Hello Koala Lovers,
Save the Koala Month is here again and it is a time for all of us to really think through how much we love this beautiful creature and how we can all help it.
It seems a long time ago, when in 1989 I said, “Let us have a Save the Koala Month.” Now people from all over the world celebrate. It makes me incredibly proud and over the years I have seen some wonderful fundraising ideas.
This organisation does not take any government funding and this was a key principle by the Board who first employed me all those years ago. Supporters who consider us as their charity donation see this as an important part of our work. When I am interviewed by media, I always feel that I am speaking for you and I do thank you so much for any donation, big or small.
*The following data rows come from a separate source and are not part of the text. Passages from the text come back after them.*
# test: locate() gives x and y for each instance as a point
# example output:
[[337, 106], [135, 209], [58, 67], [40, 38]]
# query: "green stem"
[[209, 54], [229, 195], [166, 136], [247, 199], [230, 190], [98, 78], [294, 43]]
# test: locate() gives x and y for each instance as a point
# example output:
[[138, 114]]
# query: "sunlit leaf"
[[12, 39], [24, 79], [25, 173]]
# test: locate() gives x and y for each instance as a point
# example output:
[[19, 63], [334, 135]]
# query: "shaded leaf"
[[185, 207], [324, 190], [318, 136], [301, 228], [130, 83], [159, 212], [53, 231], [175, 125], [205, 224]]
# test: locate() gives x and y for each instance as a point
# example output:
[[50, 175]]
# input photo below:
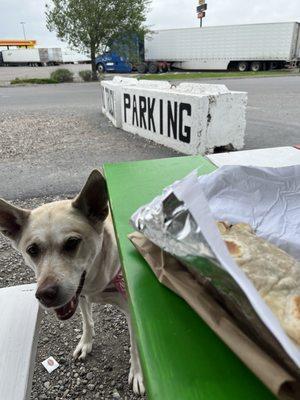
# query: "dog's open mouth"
[[67, 311]]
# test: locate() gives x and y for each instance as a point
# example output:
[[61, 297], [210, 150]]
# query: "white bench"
[[20, 316]]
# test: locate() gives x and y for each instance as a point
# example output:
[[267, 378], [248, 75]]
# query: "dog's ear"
[[12, 219], [92, 201]]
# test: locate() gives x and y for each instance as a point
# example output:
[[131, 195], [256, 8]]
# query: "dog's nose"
[[47, 294]]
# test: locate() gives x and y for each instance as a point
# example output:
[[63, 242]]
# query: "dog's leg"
[[135, 375], [85, 344]]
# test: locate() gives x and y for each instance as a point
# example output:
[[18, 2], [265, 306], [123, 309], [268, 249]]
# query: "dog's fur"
[[62, 241]]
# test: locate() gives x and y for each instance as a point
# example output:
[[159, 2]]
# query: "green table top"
[[181, 356]]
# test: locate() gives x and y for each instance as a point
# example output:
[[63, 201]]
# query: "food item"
[[274, 273]]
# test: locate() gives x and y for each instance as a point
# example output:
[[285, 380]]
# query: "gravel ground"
[[105, 372]]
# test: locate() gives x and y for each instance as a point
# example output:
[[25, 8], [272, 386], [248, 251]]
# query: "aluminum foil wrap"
[[168, 222]]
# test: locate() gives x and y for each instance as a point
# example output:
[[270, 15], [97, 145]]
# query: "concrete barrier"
[[111, 98], [190, 118]]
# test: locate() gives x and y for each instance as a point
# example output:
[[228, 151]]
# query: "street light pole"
[[23, 23]]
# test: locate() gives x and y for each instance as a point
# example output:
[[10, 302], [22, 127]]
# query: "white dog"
[[71, 247]]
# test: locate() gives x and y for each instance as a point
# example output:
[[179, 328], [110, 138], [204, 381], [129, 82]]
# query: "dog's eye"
[[71, 244], [33, 250]]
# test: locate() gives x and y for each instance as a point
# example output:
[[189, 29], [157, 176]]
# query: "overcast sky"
[[163, 14]]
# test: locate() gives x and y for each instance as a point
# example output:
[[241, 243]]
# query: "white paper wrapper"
[[50, 364]]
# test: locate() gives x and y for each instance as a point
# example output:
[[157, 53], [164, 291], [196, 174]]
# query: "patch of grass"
[[38, 81], [62, 75], [86, 75], [199, 75]]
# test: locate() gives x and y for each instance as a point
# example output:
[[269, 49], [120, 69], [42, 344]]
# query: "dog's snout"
[[47, 294]]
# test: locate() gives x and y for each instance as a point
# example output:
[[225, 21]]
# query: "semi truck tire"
[[142, 68], [152, 68], [100, 68], [242, 66], [255, 66]]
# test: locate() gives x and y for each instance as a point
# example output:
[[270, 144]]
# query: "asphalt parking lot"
[[51, 137]]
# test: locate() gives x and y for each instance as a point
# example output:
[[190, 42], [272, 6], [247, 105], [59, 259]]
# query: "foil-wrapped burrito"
[[181, 223]]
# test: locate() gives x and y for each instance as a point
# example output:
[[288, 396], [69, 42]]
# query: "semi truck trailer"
[[251, 46], [37, 56]]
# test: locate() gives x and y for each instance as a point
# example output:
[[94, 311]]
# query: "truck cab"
[[112, 62]]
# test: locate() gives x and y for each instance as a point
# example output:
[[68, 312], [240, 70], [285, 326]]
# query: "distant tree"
[[90, 25]]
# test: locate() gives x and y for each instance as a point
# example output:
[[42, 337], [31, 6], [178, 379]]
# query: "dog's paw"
[[136, 380], [83, 348]]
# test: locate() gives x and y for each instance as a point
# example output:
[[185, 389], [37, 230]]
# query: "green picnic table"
[[182, 358]]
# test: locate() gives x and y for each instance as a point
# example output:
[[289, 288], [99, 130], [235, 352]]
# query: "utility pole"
[[23, 26], [201, 11]]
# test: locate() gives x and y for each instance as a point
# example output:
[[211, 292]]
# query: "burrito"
[[274, 273]]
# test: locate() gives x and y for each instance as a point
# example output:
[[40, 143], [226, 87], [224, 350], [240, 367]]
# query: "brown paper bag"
[[176, 277]]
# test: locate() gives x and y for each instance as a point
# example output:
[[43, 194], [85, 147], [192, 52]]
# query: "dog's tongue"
[[67, 311]]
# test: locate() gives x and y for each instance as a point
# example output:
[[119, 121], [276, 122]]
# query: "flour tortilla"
[[274, 273]]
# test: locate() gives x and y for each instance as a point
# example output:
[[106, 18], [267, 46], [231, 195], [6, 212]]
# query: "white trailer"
[[21, 57], [72, 57], [37, 56], [254, 46]]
This year, with the ability to travel more, I have spent a lot of time in New South Wales looking at Koala habitats and re-visiting areas that I looked at in May 2019 when the drought was in full swing.
Since then, bushfires and of course flooding this year
One of the things that makes me so concerned is water, and when we launched the Koala Manifesto we did so on World Water Day on the 22nd of March 2021. Water and Koalas are synonymous and as I drove west in the last few weeks, I saw creeks and river systems that were highly degraded and still lacking water.
Over the coming months, I am going to be writing to the relevant Ministers to tell them what I have seen and of course will continue to write to Minister Plibersek. Regular readers will know that I wrote to her when she got her new job.
She has not replied but her Threatened Species Commissioner did, which is attached for your consideration. I would love to know what you think of this reply. I certainly know how I feel about it, but would really like your opinions about what you might do next if you were me.
In the meantime, let us celebrate Save the Koala Month and as private citizens keep our planet safer by doing all we can to recycle, re-use and minimise waste.
As always, on my trip I met incredible folk who change my thinking on each visit. I feel now that when I speak for the Koala I have information I have seen with my own eyes.
Please too, have a look at the Koala Army’s latest email because the role of hollow bearing trees (often Koala trees) are sadly lacking in the landscape and I can see, particularly out west where I have been, that the bush is going silent and the absence of cockatoos, galahs and other parrots that need tree hollows was scary.
Another reason to protect Koala trees. The Koala Protection Act does that – I wish our government would see fit to honour that as a fact.